Jean-Jacques Rousseau disait, à juste raison, que ceux qui cherchaient à traiter différemment la politique et la morale ne comprendraient jamais ni l’une ni l’autre. La pratique de la politique non seulement peut mais doit se réconcilier avec les impératifs de l’honnêteté !

Mais qu’est-ce vraiment que l’honnêteté et la malhonnêteté, chez un politicien ? Un homme politique peut-il rester honnête après tout ?

Cette question touche le coeur de la démocratie. Quand les électeurs décident que les politiciens sont malhonnêtes, les mouvements anti-démocratiques se développent. Pourtant, tous les hommes politiques savent que l’anbiguïté et le compromis tendent à prévaloir sur les vérités universelles et parfois l’on doit choisir le moindre mal. Nos standards habituels de décence et de justesse ne peuvent pas toujours être mis en pratique, mais non pas parce que seuls le cynisme et l’hypocrisie représentent ce qui compte en politique.

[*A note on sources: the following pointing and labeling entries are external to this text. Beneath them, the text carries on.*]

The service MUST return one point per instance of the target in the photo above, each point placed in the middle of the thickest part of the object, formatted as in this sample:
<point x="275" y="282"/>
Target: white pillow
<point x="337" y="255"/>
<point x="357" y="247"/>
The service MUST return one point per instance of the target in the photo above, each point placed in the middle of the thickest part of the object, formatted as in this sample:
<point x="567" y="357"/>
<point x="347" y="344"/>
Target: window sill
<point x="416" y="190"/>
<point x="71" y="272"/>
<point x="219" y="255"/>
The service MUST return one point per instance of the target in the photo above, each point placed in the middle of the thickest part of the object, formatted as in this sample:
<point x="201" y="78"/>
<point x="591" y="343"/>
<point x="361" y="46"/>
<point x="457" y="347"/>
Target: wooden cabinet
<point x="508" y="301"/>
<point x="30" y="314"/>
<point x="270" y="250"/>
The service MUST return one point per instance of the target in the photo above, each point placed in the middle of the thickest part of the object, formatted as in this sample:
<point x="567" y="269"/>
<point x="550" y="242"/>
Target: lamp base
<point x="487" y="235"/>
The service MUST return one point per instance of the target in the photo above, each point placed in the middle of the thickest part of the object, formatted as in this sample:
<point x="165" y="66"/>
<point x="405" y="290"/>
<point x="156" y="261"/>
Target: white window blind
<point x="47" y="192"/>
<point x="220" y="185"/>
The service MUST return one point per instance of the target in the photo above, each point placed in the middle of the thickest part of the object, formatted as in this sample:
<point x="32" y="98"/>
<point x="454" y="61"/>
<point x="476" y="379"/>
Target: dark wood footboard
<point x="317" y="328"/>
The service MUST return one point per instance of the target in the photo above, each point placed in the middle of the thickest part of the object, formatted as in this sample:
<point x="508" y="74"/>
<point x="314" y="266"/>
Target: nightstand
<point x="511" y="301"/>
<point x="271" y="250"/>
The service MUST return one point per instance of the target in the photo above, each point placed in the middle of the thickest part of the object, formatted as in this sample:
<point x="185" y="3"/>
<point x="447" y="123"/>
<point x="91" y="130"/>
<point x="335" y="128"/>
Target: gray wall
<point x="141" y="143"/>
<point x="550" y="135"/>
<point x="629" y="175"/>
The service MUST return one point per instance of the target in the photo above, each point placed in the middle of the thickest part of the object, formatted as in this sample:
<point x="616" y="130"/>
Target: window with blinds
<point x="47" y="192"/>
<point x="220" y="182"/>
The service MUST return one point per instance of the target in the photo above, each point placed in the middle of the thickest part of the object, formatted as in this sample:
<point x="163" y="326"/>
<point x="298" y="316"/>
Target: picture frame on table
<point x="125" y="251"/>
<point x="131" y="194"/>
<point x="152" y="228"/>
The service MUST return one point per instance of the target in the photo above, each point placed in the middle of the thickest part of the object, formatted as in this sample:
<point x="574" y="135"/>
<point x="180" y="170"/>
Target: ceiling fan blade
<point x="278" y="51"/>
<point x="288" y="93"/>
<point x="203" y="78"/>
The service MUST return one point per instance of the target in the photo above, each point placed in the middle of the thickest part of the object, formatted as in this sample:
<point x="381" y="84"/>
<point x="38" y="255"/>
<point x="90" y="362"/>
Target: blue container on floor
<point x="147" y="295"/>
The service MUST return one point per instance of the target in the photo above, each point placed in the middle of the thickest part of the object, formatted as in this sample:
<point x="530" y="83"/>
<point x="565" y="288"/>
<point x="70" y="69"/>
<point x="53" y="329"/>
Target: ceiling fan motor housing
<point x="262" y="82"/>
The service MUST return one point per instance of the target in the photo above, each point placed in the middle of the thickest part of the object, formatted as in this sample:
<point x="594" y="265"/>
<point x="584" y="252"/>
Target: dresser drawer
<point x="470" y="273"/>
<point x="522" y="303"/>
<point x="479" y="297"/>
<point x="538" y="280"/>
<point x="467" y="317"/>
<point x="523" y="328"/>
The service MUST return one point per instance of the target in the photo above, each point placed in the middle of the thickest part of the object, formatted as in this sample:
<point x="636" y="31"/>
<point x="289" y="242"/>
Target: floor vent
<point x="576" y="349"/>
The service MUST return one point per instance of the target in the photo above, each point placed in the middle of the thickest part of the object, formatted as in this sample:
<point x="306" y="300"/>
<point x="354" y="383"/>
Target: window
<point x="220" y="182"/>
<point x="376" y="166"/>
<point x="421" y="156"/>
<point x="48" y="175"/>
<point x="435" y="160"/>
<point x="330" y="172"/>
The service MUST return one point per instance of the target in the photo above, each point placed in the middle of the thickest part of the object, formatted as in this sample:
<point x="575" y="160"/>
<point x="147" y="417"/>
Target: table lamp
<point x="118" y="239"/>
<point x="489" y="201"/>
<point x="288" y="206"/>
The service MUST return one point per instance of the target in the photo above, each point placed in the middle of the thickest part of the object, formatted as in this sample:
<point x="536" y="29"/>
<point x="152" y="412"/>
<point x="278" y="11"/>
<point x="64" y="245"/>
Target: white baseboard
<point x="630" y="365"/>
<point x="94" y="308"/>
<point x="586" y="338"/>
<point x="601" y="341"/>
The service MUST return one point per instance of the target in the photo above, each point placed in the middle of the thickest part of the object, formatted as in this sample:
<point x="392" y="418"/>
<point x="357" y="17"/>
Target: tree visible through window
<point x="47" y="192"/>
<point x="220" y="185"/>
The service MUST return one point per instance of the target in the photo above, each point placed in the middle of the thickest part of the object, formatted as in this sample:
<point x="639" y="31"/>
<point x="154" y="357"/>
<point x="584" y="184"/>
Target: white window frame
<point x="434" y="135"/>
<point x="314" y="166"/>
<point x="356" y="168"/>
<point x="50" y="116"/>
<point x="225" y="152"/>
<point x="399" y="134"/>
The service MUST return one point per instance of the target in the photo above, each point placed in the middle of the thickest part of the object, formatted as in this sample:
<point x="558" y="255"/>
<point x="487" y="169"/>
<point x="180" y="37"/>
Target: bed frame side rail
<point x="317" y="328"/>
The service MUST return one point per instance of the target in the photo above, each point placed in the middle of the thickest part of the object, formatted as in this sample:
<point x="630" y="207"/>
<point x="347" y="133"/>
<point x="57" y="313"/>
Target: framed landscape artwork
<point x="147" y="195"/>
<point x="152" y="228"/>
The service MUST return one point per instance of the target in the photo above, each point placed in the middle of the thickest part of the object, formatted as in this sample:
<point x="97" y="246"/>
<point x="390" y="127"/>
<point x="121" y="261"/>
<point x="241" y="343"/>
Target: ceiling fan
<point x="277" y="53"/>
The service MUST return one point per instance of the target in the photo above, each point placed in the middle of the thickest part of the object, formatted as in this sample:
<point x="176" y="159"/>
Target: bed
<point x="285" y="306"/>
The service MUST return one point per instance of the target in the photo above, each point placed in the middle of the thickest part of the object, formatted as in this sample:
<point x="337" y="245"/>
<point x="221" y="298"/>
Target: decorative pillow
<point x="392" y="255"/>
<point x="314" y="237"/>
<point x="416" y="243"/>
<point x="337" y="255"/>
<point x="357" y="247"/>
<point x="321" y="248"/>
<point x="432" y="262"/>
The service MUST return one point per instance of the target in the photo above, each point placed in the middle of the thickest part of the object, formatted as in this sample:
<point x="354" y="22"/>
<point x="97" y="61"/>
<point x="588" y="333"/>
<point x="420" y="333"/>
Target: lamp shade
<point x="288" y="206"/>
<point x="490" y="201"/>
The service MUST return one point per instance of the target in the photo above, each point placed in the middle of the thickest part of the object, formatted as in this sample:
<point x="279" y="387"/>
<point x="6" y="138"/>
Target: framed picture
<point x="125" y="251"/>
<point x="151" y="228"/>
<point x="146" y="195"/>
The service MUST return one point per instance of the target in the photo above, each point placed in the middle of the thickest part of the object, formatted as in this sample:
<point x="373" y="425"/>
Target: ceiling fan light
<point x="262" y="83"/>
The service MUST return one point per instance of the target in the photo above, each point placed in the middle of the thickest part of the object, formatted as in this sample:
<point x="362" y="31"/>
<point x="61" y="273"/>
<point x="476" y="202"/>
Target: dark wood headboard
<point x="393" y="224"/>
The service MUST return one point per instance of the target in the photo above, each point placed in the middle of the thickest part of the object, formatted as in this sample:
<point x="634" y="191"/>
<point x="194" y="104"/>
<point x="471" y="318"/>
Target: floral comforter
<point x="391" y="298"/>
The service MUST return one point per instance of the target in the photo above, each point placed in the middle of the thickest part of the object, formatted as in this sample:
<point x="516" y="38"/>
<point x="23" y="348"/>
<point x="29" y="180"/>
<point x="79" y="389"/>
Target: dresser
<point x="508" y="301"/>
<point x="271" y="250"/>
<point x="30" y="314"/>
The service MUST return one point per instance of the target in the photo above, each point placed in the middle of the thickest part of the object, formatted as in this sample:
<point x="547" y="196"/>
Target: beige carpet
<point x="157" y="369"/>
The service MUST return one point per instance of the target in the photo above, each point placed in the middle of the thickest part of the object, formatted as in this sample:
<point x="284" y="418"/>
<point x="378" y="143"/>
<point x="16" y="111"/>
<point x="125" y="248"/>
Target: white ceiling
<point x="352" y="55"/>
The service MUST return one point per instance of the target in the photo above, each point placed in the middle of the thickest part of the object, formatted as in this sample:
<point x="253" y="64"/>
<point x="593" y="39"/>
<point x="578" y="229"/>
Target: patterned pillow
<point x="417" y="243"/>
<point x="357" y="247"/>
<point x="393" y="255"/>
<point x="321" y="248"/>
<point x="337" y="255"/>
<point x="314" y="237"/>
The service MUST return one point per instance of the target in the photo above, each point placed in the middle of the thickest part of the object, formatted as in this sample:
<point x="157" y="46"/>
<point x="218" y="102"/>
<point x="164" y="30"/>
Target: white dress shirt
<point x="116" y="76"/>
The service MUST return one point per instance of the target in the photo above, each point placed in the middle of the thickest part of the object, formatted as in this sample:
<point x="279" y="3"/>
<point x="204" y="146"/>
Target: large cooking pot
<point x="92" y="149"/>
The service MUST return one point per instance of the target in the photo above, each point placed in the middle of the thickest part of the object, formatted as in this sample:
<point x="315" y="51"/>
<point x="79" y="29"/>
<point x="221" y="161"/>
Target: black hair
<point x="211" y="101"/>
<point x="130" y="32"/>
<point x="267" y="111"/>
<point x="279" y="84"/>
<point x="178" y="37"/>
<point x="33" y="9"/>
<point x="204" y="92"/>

Considérons par exemple le prince de l’ambiguïté, le Duc de Talleyrand. Non seulement corrompu, mais aussi traître notoire de plusieurs de ses maîtres, Talleyrand avait la réputation de n’avoir pas pu vendre sa mère pour la seule raison que personne n’avait voulu l’acheter. Et pourtant, bien que déloyal envers plusieurs gouvernants français, Talleyrand n’a probablement jamais trahi la France.

La malhonnêteté politique, semble-t-il, prend différentes formes. Nous pouvons en identifier plusieurs types. Le premier est celui de la personne qui est foncièrement malhonnête. Cette personne sera toujours un leader, un idéologue, un diplomate malhonnête, quelles que soient les circonstances.

Le dilettante plein de bonne volonté représente un autre type. Maladroit et amateur, ses actions font du tort aux intérêts qu’il sert.

D’un autre côté, les « parieurs » politiques mettent leur compétence au service du mal. Ils sont doués, mais sans coeur, manquent d’humilité et rejettent toute réflexion. Le parieur est proche du « faiseur de trouble » politique, qui poursuit ses buts élevés par tous les moyens, quels que soient les risques et sans considération du coût infligé à d’autres.

Le « fanatique » politique est également malhonnête dans la mesure où sa conviction d’avoir toujours raison l’aveugle. Le fanatique est inflexible et inertiel, sorte de rouleau compresseur prêt à tout aplatir sur son chemin. Par contraste, le « magouilleur » politique n’est pas moins malhonnête, parce qu’il manque de ce que le premier président Bush appelait « la vision ». Mou, sans principes, il bat en retraite face à ses responsabilités.

Au-delà de ces types distincts de politiciens malhonnêtes, on retrouve des positions politiques plus générales. Les formes cyniques du pragmatisme viennent en tête, personnifiées dans le principe que la fin justifie les moyens quand les impératifs moraux entrent en conflit avec les intérêts politiques.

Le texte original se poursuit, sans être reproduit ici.